Anxiety can completely consume you. It can make you sick to your stomach. It can make you feel so alone. The crazy thing is that so many of us deal with it regularly, but everyone deals with it differently and for different reasons.
I’m not a specialist on this in any way so my words will strictly be from my own personal experience.
I decided to write this post because I wanted to share more of my personal journey and experience. I wanted to particularly share my experience with anxiety. Thanks to anxiety, my tough times seemed even worse at times.
Throughout my life I have dealt mostly with social anxiety. If you knew me 10 plus years ago during my high school years, you probably knew me as a very quiet kid who barely spoke to anyone. I was afraid of making new friends and I was afraid of being judged.
Ultimately, I was afraid of who I really was.
Throughout high school I knew I was gay, but the thought of anyone else knowing was unimaginable.
I lived in complete fear. I was constantly worried about the “what ifs.” I always thought about what if they could tell, what if they found out, and worse, what if they already knew.
Being silent became normal to me. Towards the end of high school I actually didn’t have much anxiety. I adjusted to the fact that I didn’t socialize and everyone around me had accepted the fact that I wasn’t going to talk to them. I was going through life on autopilot. I was emotionless and numb.
By college I had become so detached from who I really was that I almost forgot who I really was. If that makes any sense. I started to live my life as if I was straight. Throughout college I actually thought about my sexuality rarely. It was in the far back of my mind.
After college, I thought about my future with my then personality and the idea was terrifying. There was nothing.

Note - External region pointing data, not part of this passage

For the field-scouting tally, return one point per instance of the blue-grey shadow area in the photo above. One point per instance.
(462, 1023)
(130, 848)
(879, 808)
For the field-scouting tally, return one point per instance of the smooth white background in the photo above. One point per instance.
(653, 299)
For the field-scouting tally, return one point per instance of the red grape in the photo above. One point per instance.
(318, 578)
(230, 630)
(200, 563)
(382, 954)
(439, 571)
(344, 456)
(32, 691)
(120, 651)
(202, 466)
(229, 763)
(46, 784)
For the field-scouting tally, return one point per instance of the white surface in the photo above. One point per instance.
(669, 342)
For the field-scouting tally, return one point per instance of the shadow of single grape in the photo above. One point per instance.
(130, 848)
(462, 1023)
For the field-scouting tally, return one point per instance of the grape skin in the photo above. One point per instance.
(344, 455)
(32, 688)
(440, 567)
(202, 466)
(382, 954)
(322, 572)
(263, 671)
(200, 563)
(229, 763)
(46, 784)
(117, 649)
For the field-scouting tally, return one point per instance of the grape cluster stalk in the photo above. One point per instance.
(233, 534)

I soon realized that I needed to make drastic changes in my life. As a result, my anxiety became a thousand times worse than before. Coming to the realization that you need to make necessary changes in your life is tough enough, but actually acting on it is something else entirely.

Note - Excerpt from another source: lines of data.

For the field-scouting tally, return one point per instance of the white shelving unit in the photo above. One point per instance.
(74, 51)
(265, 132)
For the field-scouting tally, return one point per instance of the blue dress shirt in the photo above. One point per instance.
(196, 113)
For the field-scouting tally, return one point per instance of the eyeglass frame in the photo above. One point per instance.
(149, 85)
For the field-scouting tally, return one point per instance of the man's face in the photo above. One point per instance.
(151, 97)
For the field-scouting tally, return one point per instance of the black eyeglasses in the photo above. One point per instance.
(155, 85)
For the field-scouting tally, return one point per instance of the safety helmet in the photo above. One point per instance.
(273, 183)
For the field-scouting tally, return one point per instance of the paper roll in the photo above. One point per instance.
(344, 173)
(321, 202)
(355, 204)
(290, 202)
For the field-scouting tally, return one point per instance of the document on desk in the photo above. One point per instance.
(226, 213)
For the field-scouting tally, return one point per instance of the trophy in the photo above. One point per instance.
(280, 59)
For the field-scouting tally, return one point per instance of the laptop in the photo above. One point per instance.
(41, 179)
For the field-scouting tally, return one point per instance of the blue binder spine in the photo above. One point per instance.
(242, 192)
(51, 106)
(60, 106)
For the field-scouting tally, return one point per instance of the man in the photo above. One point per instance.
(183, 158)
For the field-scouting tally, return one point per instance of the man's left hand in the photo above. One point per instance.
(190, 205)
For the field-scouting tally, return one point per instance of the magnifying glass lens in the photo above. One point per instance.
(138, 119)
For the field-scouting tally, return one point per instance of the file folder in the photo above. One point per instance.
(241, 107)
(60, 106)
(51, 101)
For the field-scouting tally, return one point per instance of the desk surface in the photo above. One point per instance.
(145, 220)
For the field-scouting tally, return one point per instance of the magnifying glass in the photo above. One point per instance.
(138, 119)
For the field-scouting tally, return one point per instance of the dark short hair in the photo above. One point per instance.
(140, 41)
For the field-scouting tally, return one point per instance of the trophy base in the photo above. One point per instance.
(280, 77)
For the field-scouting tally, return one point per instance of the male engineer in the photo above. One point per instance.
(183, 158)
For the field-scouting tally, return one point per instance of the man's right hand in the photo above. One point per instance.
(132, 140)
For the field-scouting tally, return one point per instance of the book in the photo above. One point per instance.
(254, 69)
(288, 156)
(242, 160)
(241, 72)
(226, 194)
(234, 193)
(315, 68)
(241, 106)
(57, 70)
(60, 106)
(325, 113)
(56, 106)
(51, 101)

Over the past several years I have taken necessary steps to get back on my journey and path in life. I’ve come out as gay, started chasing my dreams and started using every day to better myself.
This all sounds great, and it is, but this all hasn’t come without some serious anxiety. I’ve had anxiety attacks that have almost caused me to blacked out. I’ve had sleepless nights. I’ve cried by myself at 2 o’clock in the morning. I’ve paced back and forth stewing about everything and anything. My overthinking has interfered in my life so many times now that I have lost count.
For me, the struggle is real and the truth is that it will always be there. The trick is being ok with that and just fighting through it knowing that everything will be ok.
Anxiety will always be apart of my life. The reward for fighting through it and facing my fears is far greater than anything that anxiety will bring me.
I fully recognize that I’m a work in progress and that one day I will get to where I want to be. I’m still very awkward and shy around people I don’t know. I still close up in large crowds. But I’m better than I was and I will continue to get better.
As I continue to tear down walls in my life, I continue to grow and become stronger as a person. I know everyone has a different journey and I know that not everyone’s journey is easy. My journey definitely has not been. I’ve been knocked down many times, but I get back up every time even stronger than before. It has become a part of who I am.
I know life can be tough. I know life can throw you some real curve balls, but if you keep fighting anything is possible. If you want to change your life, you can. If you want to be happy, you can. Just believe in yourself and take a deep breath because everything will work out better than ok.